有効求人倍率(8月)は0.68倍(前月差0.03ポイント上昇、前年同月差0.03ポイント上昇)となっており、2か月続けて0.6倍台となった。
【賃金】
現金給与総額(7月)は348,030円(前年同月比1.6%減)と2か月ぶりに前年を下回った。そのうち、きまって支給する給与(7月)は、242,918円(前年同月比0.2%増)で3か月続いて前年を上回った。
【労働時間】
所定外労働時間(7月)は7.7時間(前年同月比3.7%減)と2か月続いて前年を下回った。製造業も前年同月比3.7%減と3か月連続して前年を下回った。
【預金・貸出金残高】
預金残高(7月末)は2兆956億円(前年同月比3.8%増)と31か月続いて前年を上回り、貸出金残高(7月末)は1兆1,309億円(前年同月比1.3%減)と5か月続いて前年を下回った。
○参考
・ 鳥取県景気動向指数(7月)は先行指数が5月31.3、6月37.5、7月25.0、一致指数が5月0.0、6月37.5、7月37.5、遅行指数が5月33.3、6月33.3、7月40.0となった。

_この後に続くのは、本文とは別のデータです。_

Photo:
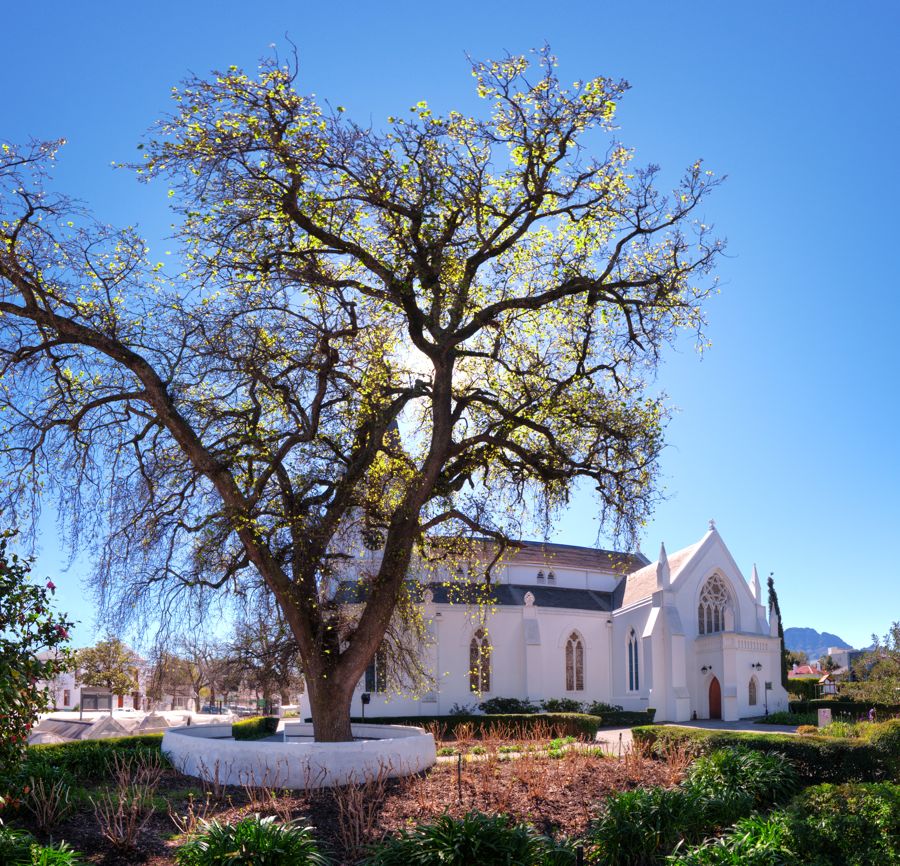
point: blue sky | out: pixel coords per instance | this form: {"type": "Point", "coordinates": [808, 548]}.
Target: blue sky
{"type": "Point", "coordinates": [786, 430]}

・ 企業倒産(8月)は件数が5件で前年に比べて4件増加し、負債総額は7億5,600万円で前年に比べて6億5,600万円増加した。
・ 消費者物価指数(8月:鳥取市、総合、平成17年=100)は100.0(前月比0.1%低下、前年同月比0.3%上昇)となった。
・ 鳥取県の推計人口(9月1日現在)584,733人で、前月と比べて24人(0.00%)減少し、前年同月と比べて3,246人(0.55%)減少した。
・ 鳥取県の企業経営者の見通し(主要300事業所、年4回調査)を平成23年8月調査でみると、平成23年7~9月期は景気判断BSIがプラス5となり、平成23年4~6月期に比べて40ポイント改善している。